Terutama karena kondisi badan sedang kurang fit (common cold) dan waktu kunjungan pas di siang hari bolong… tapi ke semuanya itu tentu aja gak mengurangi niat untuk ketemuan dengan ibu-ibu di Cibangkong (plus ngambil pesanan).
Anyway, dompet pesanan pun diterima dengan selamat.
Dan seperti biasa, selalu puas dengan hasil buatan tangan ibu - ibu disana.
Bahkan kali ini sebagian dompet dengan corak baru jadi menginspirasi untuk pemberian nama, atau istilah kerennya 'nomenklatur' … supaya mirip dengan perombakan nomenklatur kementrian kabinet Jokowi : )
Sederhana saja, tujuan nomenklatur ini supaya memudahkan calon klien juga.
Apabila menginginkan dompet dengan corak tertentu cukup merujuk pada nama ataupun nomor yang diberikan.
Setali tiga uang, ibu - ibu pembuat material pun bisa merujuk pada nomenklatur serupa. Semisal ada yang ingin memesan dalam jumlah banyak corak tertentu, dapat merujuk pada penamaan yang ada.
Pemberian nama memang sengaja menggunakan bahasa Inggris, sebagai bahasa yang umumnya dikenal secara internasional, karena banyak calon klien berasal dari luar Indonesia.
Sebagai contoh, langsung saja bisa kita lihat pada gambar dibawah:
Black White #01 |
Dominasi warna putih (bentuk silang) dan coklat menjadi acuan pemberian nama 'Brown White #02' pada corak ini.
Red Stripes #03 |
Red Yellow #04 |
Black Yellow #05 |
Pink Finger #06 |
Red Cups #07 |
Dengan warna merah dan dominasi gambar cangkir, maka nama 'Red Cups #07' disandang corak ini.
Black Lotus #08 |
Pemberian nama 'Black Lotus #08' semata-mata karena teratai adalah bunga yang cantik dan angka delapan dipercaya orang dapat membawa keberuntungan :-)
B/w zigzag #09 |
Nama 'B/w zigzag #09' dianggap cocok mewakili corak ini.
.:~*~:..:~*~:.*~:.*~:.*~:.*~:.*~:.*~:.*~:.*~:.*~:.*~:.
Sama seperti sebelumnya, kali ini mereka mengeluhkan masi kurangnya material bekas bungkus kopi sebagai bahan pembuatan dompet (!!!!) Sehingga waktu pembuatan dompet melewati waktu yang diperkirakan atau bahkan tidak dapat diprediksi akibat bahan bakunya tidak tersedia.

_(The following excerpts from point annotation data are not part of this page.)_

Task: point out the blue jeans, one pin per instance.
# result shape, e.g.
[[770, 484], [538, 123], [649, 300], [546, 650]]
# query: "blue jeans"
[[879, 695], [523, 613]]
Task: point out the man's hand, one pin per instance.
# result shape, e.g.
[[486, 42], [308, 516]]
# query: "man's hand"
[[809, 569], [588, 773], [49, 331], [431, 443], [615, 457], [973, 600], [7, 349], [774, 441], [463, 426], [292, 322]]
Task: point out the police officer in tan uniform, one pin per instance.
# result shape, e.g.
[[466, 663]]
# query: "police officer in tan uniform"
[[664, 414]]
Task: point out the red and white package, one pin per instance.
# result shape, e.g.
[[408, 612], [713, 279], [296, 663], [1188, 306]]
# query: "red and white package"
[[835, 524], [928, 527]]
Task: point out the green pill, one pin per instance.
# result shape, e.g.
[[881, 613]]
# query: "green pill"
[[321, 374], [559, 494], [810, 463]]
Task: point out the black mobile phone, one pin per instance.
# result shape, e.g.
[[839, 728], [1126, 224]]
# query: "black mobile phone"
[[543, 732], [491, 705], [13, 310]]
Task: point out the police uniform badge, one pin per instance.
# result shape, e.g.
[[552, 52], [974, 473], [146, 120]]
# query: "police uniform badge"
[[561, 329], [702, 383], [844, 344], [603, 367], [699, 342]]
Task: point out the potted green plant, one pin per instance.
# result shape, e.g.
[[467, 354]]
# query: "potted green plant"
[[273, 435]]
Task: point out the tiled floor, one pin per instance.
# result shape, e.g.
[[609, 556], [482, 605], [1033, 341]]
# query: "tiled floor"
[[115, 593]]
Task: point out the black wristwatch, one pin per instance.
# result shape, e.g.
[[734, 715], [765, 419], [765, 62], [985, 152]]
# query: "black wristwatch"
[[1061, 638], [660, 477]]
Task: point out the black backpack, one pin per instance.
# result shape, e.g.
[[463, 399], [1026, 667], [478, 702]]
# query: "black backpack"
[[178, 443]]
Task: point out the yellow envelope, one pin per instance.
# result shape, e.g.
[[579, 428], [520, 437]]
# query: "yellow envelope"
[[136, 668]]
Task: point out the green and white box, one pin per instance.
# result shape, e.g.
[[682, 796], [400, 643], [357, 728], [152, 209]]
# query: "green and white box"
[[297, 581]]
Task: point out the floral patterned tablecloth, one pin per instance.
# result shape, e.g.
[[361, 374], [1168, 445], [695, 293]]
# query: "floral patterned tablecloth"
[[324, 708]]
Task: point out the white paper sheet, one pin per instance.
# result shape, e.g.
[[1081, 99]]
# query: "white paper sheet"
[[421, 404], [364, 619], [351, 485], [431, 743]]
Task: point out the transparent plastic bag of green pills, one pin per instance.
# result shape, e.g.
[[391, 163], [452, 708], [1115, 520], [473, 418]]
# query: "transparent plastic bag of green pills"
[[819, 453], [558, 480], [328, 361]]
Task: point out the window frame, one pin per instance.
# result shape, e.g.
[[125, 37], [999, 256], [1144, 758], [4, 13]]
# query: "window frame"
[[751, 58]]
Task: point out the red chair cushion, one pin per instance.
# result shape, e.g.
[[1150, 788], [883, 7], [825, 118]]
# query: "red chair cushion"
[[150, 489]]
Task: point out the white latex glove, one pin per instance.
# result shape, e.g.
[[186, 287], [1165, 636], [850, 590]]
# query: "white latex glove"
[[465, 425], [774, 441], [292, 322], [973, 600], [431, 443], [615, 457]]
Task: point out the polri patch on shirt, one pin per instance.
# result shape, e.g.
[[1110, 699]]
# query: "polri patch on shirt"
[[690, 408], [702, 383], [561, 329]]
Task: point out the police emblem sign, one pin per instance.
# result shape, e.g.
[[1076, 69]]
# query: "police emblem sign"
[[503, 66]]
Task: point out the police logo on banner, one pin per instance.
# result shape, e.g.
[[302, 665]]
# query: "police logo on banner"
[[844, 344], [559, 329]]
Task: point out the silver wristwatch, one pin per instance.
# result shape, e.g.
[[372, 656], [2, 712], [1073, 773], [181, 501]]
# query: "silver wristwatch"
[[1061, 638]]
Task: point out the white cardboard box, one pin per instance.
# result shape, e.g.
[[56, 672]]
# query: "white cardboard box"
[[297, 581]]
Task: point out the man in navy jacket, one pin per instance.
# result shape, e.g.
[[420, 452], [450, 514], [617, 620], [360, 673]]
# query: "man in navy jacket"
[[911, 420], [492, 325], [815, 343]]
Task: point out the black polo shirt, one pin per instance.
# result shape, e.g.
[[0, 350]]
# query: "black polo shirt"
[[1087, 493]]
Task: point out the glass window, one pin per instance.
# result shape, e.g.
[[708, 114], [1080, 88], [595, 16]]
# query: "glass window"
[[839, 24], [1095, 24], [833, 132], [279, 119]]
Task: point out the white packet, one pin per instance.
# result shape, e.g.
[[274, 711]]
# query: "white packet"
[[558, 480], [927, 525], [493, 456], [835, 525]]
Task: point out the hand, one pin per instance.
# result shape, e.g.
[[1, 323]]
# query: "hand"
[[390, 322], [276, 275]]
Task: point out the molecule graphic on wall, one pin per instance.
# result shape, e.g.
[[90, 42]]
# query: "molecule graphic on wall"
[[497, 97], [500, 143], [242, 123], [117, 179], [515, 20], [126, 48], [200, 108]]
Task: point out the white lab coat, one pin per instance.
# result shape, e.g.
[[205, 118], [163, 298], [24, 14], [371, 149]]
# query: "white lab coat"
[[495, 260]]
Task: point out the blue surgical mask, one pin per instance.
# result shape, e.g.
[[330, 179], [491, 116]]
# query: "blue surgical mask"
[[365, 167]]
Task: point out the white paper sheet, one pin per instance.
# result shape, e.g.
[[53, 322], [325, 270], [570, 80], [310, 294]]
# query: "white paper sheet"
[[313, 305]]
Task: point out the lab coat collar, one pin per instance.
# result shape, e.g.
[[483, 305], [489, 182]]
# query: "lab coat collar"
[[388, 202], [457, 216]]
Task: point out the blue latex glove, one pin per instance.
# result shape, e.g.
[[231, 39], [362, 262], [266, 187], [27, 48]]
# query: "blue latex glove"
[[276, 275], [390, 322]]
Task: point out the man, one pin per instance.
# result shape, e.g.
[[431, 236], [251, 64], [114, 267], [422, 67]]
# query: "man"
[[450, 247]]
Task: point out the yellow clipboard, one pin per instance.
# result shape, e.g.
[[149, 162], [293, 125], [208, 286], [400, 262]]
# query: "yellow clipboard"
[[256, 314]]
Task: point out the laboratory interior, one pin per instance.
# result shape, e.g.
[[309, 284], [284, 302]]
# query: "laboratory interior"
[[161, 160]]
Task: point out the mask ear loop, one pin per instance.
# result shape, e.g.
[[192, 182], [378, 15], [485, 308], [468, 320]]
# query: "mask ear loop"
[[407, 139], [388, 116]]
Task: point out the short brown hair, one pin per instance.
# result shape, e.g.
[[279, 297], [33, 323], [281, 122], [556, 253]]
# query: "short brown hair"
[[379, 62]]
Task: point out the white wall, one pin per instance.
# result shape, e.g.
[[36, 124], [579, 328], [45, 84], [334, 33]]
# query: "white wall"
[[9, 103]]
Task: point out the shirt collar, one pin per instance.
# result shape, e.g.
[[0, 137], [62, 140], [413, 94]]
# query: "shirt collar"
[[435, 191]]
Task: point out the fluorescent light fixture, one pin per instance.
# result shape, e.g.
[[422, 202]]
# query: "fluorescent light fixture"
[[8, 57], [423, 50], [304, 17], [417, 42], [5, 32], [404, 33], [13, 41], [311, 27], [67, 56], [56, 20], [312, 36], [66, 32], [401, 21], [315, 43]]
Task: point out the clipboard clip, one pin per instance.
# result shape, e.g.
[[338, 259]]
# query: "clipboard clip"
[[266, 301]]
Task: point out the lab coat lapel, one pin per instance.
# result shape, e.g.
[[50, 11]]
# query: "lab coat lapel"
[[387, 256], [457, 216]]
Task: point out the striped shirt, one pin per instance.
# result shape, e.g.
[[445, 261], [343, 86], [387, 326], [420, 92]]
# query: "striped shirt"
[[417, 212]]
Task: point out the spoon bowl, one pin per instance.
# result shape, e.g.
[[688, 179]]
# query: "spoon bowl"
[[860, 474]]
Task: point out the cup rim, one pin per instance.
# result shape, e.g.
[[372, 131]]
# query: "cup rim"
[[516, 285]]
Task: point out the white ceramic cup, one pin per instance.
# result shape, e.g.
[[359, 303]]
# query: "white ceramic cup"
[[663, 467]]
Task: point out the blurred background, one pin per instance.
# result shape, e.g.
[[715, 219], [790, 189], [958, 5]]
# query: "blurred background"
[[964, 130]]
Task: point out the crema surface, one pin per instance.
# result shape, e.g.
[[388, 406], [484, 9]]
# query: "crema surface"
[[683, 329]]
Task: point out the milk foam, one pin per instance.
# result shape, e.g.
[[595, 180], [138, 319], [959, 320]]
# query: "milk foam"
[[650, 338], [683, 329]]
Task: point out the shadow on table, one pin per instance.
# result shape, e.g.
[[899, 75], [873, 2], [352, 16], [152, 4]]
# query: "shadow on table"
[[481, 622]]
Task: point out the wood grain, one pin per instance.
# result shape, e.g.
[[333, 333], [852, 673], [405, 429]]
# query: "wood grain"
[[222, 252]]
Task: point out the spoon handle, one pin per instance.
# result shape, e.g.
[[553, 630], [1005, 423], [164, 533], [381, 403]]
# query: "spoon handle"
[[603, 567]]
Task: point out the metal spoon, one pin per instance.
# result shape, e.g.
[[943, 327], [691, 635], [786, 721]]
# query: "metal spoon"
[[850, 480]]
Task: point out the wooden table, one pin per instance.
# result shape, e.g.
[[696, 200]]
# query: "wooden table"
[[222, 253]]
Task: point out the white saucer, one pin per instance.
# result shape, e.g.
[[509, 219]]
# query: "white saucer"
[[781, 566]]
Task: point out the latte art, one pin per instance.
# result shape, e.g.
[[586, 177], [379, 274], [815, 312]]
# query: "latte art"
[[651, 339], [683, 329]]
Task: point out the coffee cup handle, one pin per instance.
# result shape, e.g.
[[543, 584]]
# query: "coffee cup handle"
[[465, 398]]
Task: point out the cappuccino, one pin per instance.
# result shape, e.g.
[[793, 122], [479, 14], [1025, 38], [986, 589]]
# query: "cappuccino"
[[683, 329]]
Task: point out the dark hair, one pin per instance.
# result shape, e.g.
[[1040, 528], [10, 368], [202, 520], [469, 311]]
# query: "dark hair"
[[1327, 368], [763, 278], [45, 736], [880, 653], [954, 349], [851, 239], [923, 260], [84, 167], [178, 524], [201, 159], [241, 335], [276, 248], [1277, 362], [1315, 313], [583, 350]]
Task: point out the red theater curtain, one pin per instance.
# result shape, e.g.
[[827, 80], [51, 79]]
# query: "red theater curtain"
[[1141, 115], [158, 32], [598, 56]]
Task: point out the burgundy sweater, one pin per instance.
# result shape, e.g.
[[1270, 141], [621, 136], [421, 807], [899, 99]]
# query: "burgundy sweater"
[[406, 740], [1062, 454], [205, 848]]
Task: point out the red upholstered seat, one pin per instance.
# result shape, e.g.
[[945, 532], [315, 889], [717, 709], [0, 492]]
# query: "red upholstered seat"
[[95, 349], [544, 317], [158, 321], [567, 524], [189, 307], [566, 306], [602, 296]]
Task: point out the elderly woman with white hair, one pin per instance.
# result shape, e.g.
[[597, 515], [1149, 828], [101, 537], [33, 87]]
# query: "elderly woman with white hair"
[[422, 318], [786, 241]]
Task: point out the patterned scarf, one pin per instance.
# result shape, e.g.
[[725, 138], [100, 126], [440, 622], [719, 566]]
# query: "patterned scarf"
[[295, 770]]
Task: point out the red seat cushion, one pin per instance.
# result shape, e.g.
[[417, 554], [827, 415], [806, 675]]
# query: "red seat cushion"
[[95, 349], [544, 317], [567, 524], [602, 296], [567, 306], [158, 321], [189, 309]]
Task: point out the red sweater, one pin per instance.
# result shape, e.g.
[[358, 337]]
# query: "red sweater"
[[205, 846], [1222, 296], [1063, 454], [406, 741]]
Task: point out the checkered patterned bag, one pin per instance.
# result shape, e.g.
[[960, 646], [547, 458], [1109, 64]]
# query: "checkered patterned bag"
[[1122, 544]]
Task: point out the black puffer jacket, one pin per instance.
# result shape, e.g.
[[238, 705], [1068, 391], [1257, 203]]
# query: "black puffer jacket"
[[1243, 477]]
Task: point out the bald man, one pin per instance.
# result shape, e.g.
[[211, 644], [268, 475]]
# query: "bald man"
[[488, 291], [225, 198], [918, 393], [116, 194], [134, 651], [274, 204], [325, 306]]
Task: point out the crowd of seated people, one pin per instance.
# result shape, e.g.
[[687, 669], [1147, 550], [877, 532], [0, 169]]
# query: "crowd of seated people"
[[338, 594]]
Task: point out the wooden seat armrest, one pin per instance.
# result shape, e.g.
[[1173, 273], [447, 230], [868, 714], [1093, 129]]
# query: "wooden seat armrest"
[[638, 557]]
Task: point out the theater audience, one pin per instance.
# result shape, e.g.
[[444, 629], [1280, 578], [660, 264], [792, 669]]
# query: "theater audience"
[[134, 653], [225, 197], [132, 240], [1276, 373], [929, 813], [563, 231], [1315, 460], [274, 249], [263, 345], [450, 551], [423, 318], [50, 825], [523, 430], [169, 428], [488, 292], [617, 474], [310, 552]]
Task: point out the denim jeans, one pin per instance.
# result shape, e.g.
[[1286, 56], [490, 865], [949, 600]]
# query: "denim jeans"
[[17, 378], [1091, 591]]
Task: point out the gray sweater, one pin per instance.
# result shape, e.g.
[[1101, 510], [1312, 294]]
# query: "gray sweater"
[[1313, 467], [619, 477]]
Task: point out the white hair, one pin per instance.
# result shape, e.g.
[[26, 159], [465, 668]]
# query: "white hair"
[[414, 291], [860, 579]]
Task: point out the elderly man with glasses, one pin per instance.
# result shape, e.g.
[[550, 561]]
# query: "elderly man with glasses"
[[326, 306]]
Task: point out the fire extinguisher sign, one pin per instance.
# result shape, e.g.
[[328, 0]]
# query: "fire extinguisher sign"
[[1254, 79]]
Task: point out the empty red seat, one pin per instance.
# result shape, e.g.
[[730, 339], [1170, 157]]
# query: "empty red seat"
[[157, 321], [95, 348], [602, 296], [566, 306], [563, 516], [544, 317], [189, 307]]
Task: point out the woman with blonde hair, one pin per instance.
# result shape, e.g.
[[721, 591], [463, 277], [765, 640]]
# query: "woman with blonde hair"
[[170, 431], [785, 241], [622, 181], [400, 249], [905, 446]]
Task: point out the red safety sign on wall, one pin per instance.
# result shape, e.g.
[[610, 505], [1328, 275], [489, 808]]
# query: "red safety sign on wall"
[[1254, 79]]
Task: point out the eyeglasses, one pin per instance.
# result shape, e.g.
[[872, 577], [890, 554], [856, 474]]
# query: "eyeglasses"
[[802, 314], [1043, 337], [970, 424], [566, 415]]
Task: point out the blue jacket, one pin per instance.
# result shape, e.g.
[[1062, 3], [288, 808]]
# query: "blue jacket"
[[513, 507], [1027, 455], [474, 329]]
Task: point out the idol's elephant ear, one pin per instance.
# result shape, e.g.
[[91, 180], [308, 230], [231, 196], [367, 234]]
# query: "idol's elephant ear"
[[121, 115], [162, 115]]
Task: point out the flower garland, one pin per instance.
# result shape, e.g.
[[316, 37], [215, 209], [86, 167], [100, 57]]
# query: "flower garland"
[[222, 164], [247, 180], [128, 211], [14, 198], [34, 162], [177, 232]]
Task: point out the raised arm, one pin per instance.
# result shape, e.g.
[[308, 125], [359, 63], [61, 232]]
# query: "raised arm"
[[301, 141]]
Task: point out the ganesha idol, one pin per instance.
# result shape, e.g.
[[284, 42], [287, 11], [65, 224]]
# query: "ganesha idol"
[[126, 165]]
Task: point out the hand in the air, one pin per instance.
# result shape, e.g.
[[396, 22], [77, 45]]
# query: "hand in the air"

Sayang sekali yah… padahal kalau kita lihat di jalan atau di tempat umum lainnya sering sekali orang membuang bekas bungkus kopi ini. Dianggap sampah belaka.
Sedangkan barang serupa yang dianggap sampah oleh orang lain itu bisa diolah menjadi karya bernilai jual tinggi di tangan ibu-ibu Cibangkong ini.
Makanya, kalau kita mau usaha sedikit sih gampang ... pisahkan bungkus kopi, teh, atau minuman instan yang biasa dikonsumsi, lalu kirimkan ke Ibu-ibu di Cibangkong supaya bisa diolah lagi jadi kerajinan tangan.
Hasil karya mereka juga sangat layak dikoleksi, sebagai hadiah untuk teman, atau dijual ulang. Apa pun itu kerajian seperti ini patut diapresiasi karena sifatnya mengurangi sampah yang mencemari lingkungan atau 'eco-friendly'.
Sebagian besar teman-teman bule saya sangat tertarik dengan isu seperti ini, sayang sekali orang kita sendiri masih kurang kepeduliannya.
Jadi gak aneh juga kalau sebagian pembeli tetap kerajinan dompet di Cibangkong ini malah tamu luar (Jepang, NZ, Korea, Swiss). Karena memang malah orang luar cenderung lebih sadar akan pentingnya kerajinan ramah lingkungan yang berbasis daur ulang (recycle), mengurangi sampah (reduce) atau penggunaan ulang (reuse).